Embryos have this beigey color that you would expect to see on an old computer. At least that’s how they look under the microscope. But an embryo is one of the most powerful things on this planet. A single cell that can turn into any living animal from a giraffe to a human. It’s hard not to have awe when looking at one. And gene editing one? That’s something else entirely.
It’s every scientist’s dream to gene edit embryos. If they say otherwise they’re just naive or fooling themselves. The first time I did it, it was a bit surreal, one of those things that makes your whole body a little tingly. Using a joystick for precision control of the micro-injection needle as I stabbed the membrane, it made me wonder if the future will really turn out like an 80s sci-fi movie. A pedal click caused a silent whoosh as the embryo’s contents swirled, churned by the invisible force of the air pressure that injected the gene edits into the core. I felt like a BioPunk Priestess hacking the sacred genome.
I’m not saying it loses its luster, but the other day I accidentally squished an embryo and it popped. I know, embryos are tiny, so how do you squish one? Actually, it was bound to happen after working with thousands. The sacred became mundane. But then what’s not mundane to a god?
We’ve cured diseases. Built rocket ships 400-feet-tall that can launch off our planet. We made sand think! No other animal has come close to achieving our level of societal and technological sophistication. If animals could talk, we would be their gods. In fact, we are their gods. And we’re hardly benevolent. We’ve bred animals bigger just to eat them, made tiny jitter goblins as pets, and wiped out some to extinction.
So why does gene editing freak people out? A human-supplied enzyme catalyzes a precision reaction separating a DNA base from the phosphate backbone, thereby changing genes, and suddenly people want to press the pause button. Nature takes millions of years to fumble toward something useful when an amateur could now do it in a day with just a click and a whoosh. Hesitation isn’t morality. It’s fear.
Do we really plan to wait for evolution to catch up with us? To sit on the hands that we should be using to sculpt life? Life itself is now our medium, our raw material. This is the moment where we decide that living things should no longer be crippled by generations of genetic missteps and evolutionary local minima.
Genetic engineering, the ability to modify an organism’s DNA, has been around for about 50 years. In the 1970s, scientists began recombining genetic material in bacteria, taking DNA from different organisms and splicing it together. By 1974, animals were being genetically modified, livestock followed a decade later, and in 1989, Oliver Smithies, Mario Capecchi, and Martin Evans created the first targeted gene edit in animals using homologous recombination. It sounds fancy, but it’s really not. After decades of progress, the primary use of this technology was creating mice with cancer so that scientists could study them.
Then came gene targeting technologies, like CRISPR, over 10 years ago. With these technologies we can delete, modify, add, or change any gene in any organism’s DNA and it’s easy and cheap. Are you thinking what I’m thinking? Where are my Pokémon?
The scientific industrial complex is fundamentally broken. Scientists are trapped in a system of their own creation that values paywalled publications over real progress. If they can’t even make knowledge freely available, how can they be expected to push the boundaries of innovation? A field built on gatekeeping will never lead the future.
The real question isn’t whether we can do this. The real question is what comes next.
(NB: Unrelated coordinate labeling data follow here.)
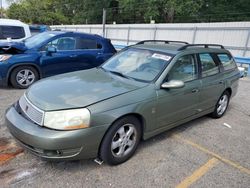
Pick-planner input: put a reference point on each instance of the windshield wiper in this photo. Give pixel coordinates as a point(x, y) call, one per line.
point(119, 74)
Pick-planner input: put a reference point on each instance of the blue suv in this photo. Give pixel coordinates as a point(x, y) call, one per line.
point(50, 53)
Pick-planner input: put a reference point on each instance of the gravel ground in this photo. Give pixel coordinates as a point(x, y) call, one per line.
point(163, 161)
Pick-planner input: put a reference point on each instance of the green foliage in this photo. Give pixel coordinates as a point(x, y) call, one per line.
point(128, 11)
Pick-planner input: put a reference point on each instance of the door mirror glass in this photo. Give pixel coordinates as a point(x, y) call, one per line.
point(51, 50)
point(173, 84)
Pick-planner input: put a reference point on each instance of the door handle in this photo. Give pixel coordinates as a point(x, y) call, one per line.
point(195, 90)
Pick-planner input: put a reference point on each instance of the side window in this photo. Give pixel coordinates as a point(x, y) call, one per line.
point(14, 32)
point(208, 65)
point(227, 61)
point(63, 43)
point(83, 44)
point(185, 69)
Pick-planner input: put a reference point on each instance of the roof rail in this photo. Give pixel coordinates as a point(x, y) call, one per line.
point(202, 45)
point(165, 41)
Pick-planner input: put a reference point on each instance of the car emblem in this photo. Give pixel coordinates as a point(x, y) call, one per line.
point(26, 108)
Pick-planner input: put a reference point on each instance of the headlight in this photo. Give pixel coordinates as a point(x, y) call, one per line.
point(67, 119)
point(4, 57)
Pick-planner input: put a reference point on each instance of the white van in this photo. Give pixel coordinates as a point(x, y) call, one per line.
point(13, 30)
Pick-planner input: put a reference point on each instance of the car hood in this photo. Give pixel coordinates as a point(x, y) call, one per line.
point(79, 89)
point(12, 47)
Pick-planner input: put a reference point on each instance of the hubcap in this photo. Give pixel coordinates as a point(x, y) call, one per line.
point(222, 106)
point(124, 140)
point(25, 77)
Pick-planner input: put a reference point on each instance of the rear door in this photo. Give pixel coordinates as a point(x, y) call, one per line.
point(212, 80)
point(63, 60)
point(174, 105)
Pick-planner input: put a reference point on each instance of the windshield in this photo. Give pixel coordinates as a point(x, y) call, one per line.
point(142, 65)
point(35, 40)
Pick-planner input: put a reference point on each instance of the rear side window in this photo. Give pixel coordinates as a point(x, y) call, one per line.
point(14, 32)
point(227, 61)
point(63, 43)
point(83, 44)
point(185, 69)
point(208, 65)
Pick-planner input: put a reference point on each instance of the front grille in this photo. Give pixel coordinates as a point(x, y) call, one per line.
point(32, 112)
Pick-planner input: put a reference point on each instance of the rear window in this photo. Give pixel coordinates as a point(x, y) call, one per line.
point(227, 61)
point(14, 32)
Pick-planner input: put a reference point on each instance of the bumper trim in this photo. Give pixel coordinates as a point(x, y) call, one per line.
point(54, 145)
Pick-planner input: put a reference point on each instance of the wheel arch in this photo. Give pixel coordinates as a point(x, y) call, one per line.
point(136, 115)
point(229, 90)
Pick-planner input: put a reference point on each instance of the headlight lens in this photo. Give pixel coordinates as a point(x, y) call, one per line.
point(4, 57)
point(67, 119)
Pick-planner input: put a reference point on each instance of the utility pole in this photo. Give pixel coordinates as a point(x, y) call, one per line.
point(1, 14)
point(103, 21)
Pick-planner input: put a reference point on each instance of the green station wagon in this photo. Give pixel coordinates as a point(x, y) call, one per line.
point(104, 112)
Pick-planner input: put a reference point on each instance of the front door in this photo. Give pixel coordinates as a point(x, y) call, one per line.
point(174, 105)
point(212, 81)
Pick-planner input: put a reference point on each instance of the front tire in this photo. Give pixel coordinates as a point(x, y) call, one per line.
point(22, 77)
point(121, 141)
point(221, 105)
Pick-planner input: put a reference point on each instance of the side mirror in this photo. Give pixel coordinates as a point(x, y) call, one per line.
point(173, 84)
point(51, 50)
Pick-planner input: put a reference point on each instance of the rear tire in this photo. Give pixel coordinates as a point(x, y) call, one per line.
point(121, 141)
point(221, 105)
point(22, 77)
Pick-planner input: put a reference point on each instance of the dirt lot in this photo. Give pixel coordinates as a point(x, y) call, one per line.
point(202, 153)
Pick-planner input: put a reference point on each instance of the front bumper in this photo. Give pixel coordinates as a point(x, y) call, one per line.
point(52, 144)
point(3, 82)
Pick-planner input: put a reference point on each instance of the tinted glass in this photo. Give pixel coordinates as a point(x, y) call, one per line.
point(63, 43)
point(87, 44)
point(208, 65)
point(227, 61)
point(185, 69)
point(38, 39)
point(13, 32)
point(142, 65)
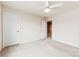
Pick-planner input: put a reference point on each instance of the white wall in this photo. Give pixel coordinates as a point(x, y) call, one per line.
point(29, 27)
point(66, 28)
point(0, 27)
point(44, 29)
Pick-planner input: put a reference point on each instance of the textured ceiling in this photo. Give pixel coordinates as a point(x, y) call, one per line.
point(37, 7)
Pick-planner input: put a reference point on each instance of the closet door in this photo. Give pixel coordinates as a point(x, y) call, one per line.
point(11, 28)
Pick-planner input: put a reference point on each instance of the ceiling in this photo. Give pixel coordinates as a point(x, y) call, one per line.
point(37, 7)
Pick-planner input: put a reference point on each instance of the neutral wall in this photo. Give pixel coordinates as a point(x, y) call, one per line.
point(66, 28)
point(28, 25)
point(0, 27)
point(44, 29)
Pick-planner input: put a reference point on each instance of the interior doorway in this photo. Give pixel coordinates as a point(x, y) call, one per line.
point(49, 28)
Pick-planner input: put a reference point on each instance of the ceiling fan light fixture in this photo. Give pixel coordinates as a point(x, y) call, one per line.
point(47, 10)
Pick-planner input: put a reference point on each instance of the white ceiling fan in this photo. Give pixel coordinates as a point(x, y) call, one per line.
point(49, 6)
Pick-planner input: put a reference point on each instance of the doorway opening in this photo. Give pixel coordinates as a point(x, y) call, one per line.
point(49, 29)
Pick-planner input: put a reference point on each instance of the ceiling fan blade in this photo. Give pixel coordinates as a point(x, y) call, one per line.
point(56, 5)
point(46, 4)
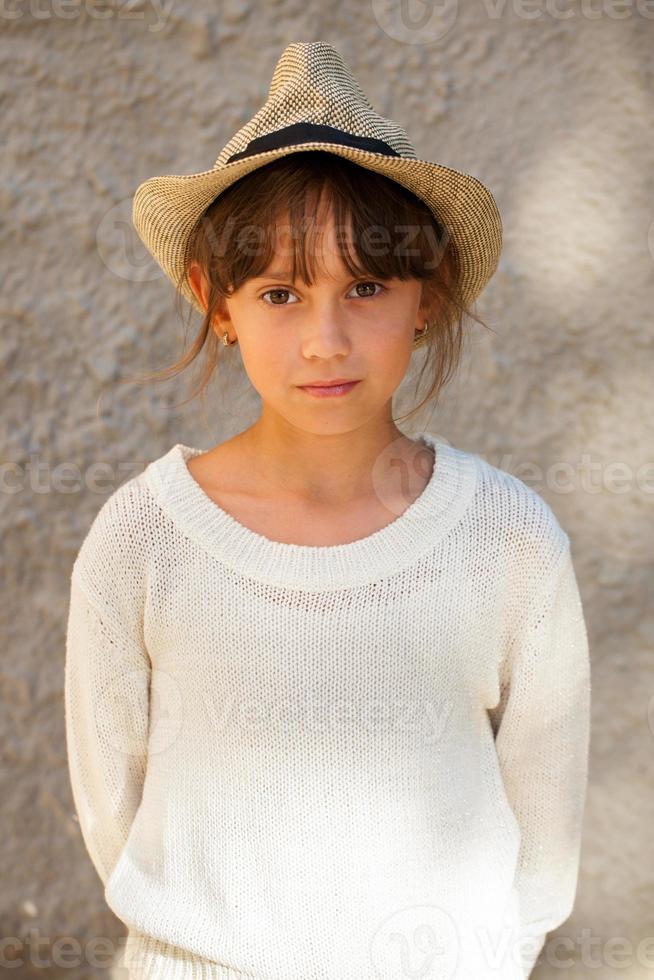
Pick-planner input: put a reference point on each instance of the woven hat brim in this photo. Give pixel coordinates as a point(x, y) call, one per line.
point(165, 209)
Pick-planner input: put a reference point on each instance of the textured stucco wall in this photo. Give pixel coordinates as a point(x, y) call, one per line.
point(555, 113)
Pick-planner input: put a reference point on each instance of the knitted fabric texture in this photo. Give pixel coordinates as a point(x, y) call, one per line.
point(293, 762)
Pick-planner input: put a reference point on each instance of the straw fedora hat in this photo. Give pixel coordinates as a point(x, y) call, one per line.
point(315, 103)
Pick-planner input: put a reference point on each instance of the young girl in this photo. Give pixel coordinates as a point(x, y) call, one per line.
point(327, 685)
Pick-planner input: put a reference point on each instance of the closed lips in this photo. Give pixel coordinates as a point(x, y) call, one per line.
point(329, 384)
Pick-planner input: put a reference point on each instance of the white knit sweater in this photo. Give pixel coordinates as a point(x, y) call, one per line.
point(364, 761)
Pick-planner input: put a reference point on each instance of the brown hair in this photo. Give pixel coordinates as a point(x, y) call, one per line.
point(414, 244)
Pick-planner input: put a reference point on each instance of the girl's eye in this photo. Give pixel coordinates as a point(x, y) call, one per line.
point(368, 284)
point(276, 292)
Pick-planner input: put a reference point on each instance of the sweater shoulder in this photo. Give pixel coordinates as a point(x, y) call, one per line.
point(112, 561)
point(517, 524)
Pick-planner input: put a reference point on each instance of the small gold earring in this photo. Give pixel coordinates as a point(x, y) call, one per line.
point(422, 332)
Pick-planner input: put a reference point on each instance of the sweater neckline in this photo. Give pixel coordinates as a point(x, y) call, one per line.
point(316, 567)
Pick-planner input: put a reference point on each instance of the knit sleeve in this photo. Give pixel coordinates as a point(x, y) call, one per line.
point(542, 730)
point(107, 676)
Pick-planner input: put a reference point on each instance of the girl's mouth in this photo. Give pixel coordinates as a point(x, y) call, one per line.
point(329, 391)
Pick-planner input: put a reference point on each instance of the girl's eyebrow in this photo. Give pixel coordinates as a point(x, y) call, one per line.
point(273, 275)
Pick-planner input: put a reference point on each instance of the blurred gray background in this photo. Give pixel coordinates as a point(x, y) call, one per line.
point(552, 107)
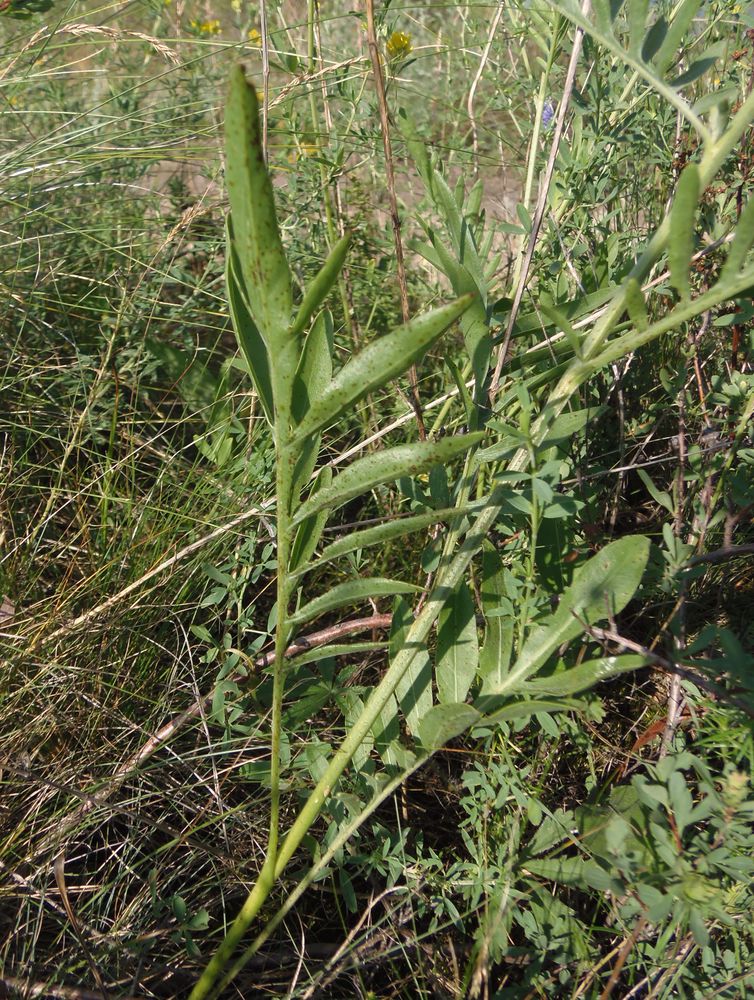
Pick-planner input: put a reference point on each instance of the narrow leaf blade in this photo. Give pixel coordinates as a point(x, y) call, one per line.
point(585, 676)
point(321, 285)
point(351, 592)
point(741, 244)
point(682, 217)
point(249, 340)
point(601, 587)
point(383, 466)
point(457, 647)
point(260, 251)
point(379, 362)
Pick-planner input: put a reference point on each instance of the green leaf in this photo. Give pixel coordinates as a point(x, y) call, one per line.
point(495, 654)
point(523, 710)
point(414, 689)
point(601, 587)
point(636, 12)
point(682, 220)
point(659, 496)
point(377, 363)
point(310, 529)
point(562, 323)
point(654, 39)
point(636, 306)
point(445, 722)
point(250, 343)
point(383, 466)
point(676, 32)
point(602, 15)
point(695, 70)
point(256, 235)
point(585, 676)
point(320, 653)
point(320, 287)
point(314, 370)
point(351, 592)
point(382, 533)
point(565, 426)
point(386, 731)
point(741, 244)
point(457, 646)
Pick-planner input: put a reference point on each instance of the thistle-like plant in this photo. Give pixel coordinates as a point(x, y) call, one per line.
point(288, 350)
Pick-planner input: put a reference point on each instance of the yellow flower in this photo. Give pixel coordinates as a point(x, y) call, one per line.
point(399, 45)
point(211, 27)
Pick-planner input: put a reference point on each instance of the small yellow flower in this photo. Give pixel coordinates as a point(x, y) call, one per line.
point(399, 45)
point(211, 27)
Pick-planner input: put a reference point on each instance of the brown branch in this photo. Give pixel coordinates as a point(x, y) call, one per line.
point(541, 202)
point(603, 634)
point(379, 86)
point(722, 555)
point(167, 731)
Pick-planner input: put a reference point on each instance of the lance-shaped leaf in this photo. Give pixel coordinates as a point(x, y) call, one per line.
point(601, 587)
point(742, 241)
point(312, 376)
point(336, 649)
point(654, 39)
point(635, 304)
point(314, 368)
point(585, 676)
point(457, 646)
point(495, 654)
point(256, 234)
point(381, 533)
point(383, 466)
point(414, 689)
point(249, 340)
point(676, 32)
point(321, 285)
point(681, 242)
point(351, 592)
point(636, 13)
point(311, 528)
point(377, 363)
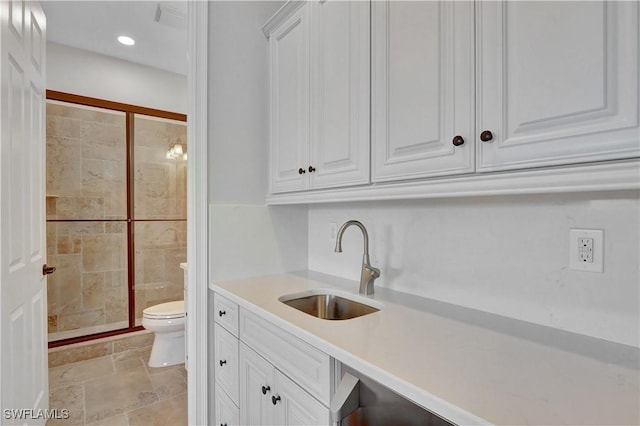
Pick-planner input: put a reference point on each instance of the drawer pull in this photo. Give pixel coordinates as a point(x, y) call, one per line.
point(486, 136)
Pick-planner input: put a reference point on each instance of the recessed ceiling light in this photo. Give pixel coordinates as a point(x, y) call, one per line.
point(127, 41)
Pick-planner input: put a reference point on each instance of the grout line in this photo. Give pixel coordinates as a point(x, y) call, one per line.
point(84, 405)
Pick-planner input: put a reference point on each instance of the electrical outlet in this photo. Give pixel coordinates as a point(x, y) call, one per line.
point(333, 232)
point(586, 250)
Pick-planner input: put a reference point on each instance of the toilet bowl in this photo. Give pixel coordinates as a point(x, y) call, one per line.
point(167, 321)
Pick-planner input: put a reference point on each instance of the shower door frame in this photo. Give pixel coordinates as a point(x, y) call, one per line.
point(130, 112)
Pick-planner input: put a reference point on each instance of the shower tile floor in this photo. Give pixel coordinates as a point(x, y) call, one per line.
point(119, 390)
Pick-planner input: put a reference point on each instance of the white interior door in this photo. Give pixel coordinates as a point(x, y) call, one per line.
point(23, 296)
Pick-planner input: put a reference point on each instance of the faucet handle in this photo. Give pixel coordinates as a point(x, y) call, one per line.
point(375, 272)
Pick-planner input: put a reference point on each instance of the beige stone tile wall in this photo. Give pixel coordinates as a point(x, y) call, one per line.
point(160, 184)
point(86, 158)
point(86, 180)
point(160, 248)
point(89, 287)
point(160, 192)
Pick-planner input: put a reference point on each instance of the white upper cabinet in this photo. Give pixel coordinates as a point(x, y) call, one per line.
point(398, 99)
point(289, 102)
point(422, 89)
point(557, 82)
point(319, 76)
point(339, 93)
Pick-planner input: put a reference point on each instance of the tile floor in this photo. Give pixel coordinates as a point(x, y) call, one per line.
point(119, 389)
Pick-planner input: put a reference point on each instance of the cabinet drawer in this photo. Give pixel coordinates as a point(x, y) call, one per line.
point(226, 361)
point(227, 414)
point(303, 363)
point(225, 313)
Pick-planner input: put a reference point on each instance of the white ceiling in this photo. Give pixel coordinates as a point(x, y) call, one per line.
point(95, 25)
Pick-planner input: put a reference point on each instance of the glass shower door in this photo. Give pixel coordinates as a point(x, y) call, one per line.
point(159, 211)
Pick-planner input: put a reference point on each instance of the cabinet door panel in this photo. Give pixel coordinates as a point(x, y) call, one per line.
point(296, 407)
point(226, 412)
point(289, 76)
point(339, 93)
point(558, 82)
point(422, 89)
point(226, 359)
point(255, 372)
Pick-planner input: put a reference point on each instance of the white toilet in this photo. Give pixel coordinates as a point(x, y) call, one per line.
point(167, 320)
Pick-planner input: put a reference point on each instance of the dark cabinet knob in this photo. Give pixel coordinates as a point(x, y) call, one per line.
point(457, 140)
point(48, 270)
point(486, 136)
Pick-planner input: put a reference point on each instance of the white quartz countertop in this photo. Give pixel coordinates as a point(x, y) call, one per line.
point(467, 366)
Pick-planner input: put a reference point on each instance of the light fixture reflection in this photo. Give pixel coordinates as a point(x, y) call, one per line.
point(176, 152)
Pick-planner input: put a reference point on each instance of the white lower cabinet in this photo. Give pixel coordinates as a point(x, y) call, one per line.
point(265, 375)
point(268, 397)
point(226, 359)
point(296, 407)
point(256, 388)
point(226, 412)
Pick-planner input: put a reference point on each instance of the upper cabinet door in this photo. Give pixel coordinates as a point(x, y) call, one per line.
point(339, 93)
point(289, 79)
point(558, 82)
point(422, 89)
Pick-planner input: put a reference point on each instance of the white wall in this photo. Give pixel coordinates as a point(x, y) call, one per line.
point(505, 255)
point(238, 93)
point(85, 73)
point(246, 237)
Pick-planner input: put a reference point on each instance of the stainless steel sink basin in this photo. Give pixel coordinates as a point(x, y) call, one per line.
point(328, 306)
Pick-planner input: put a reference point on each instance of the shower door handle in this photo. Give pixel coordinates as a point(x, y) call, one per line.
point(48, 270)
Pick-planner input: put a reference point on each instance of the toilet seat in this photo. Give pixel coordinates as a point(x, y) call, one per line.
point(168, 310)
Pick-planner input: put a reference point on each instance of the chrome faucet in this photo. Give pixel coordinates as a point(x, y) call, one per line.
point(369, 273)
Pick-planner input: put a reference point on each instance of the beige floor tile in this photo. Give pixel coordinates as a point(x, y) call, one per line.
point(119, 420)
point(117, 394)
point(77, 372)
point(76, 418)
point(168, 383)
point(170, 412)
point(67, 397)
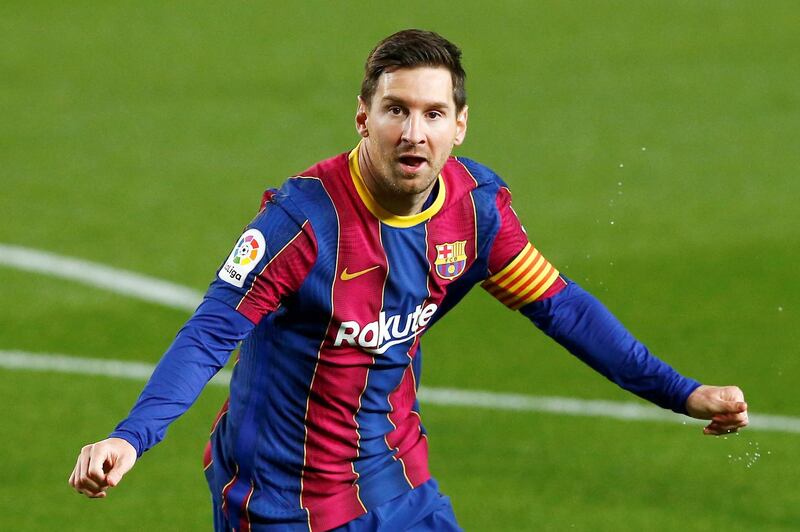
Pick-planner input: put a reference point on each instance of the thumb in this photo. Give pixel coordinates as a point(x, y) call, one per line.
point(117, 472)
point(121, 465)
point(733, 407)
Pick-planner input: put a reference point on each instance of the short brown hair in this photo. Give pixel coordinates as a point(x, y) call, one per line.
point(414, 48)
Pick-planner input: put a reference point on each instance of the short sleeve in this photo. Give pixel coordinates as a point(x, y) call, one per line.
point(519, 273)
point(268, 262)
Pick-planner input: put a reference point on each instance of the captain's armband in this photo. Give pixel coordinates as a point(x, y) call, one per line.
point(524, 280)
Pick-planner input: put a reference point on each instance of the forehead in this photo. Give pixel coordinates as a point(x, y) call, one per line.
point(419, 85)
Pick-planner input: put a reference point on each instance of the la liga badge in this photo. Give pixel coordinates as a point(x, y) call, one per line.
point(451, 259)
point(244, 257)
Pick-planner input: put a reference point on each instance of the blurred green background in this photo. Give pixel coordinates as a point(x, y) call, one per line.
point(652, 149)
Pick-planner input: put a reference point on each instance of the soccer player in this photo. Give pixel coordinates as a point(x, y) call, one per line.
point(329, 291)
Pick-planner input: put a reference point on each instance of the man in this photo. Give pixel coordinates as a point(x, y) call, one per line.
point(330, 288)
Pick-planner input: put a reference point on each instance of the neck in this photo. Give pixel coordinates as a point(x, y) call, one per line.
point(394, 201)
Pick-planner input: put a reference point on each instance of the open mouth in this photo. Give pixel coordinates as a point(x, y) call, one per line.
point(412, 163)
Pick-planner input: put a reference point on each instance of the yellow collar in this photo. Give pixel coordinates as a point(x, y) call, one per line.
point(395, 220)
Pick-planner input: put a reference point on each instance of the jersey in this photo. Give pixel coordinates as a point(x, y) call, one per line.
point(331, 295)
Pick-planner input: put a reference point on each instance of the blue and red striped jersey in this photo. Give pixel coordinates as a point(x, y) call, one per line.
point(331, 295)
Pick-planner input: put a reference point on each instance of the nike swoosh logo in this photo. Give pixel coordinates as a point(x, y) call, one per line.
point(347, 276)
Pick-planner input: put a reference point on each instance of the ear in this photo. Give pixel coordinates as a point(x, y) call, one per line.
point(362, 117)
point(461, 126)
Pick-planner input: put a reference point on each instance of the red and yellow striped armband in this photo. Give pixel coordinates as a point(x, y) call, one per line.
point(524, 280)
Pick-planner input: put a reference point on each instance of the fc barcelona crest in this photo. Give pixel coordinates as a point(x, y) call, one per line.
point(451, 259)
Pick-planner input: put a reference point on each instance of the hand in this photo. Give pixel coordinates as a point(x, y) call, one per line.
point(101, 466)
point(723, 405)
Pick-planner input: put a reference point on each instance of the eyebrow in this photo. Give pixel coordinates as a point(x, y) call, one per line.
point(394, 99)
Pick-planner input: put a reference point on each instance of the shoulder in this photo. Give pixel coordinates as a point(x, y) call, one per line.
point(480, 173)
point(486, 187)
point(304, 193)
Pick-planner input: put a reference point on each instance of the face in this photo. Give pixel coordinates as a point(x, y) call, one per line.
point(409, 128)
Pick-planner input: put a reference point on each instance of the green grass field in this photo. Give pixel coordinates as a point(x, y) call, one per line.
point(652, 148)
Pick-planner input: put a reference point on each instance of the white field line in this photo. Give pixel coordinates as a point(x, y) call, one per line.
point(21, 360)
point(120, 281)
point(180, 297)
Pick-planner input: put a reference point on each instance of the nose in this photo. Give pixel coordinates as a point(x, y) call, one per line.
point(413, 129)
The first steps are already happening in the lab of my new company, the Los Angeles Project (LAP). We are learning to harvest large amounts of embryos and eggs from different animal species so we can understand the development of life on a scale no one has tried before. We are editing genes and injecting DNA with micro-precision, sculpting biology at its most fundamental level.
We started small with amphibians and fish before progressing to small mammals like mice and hamsters. Now we are working with rabbits and soon we’ll be working with cats and dogs and agricultural animals.
We are not just altering what already exists. We are laying the groundwork for entirely new creatures, shaping their biology with intent instead of relying on nature’s roll of the dice, as has been done before.
The idea of mythical animals has always been just that, an idea. But there is no scientific reason why a unicorn or a dragon cannot exist. The only barrier is the work it takes to make them real. And we are doing the work. As we learn more, scale and progress we will create new branches in the tree of life, the first new kingdom in almost a billion years.
Nature is only sacred because we are uncertain about the power we wield over it. But now, for the first time in the history of life on Earth, we can purposefully change genetics. It’s our moral obligation to seize this opportunity and build better life.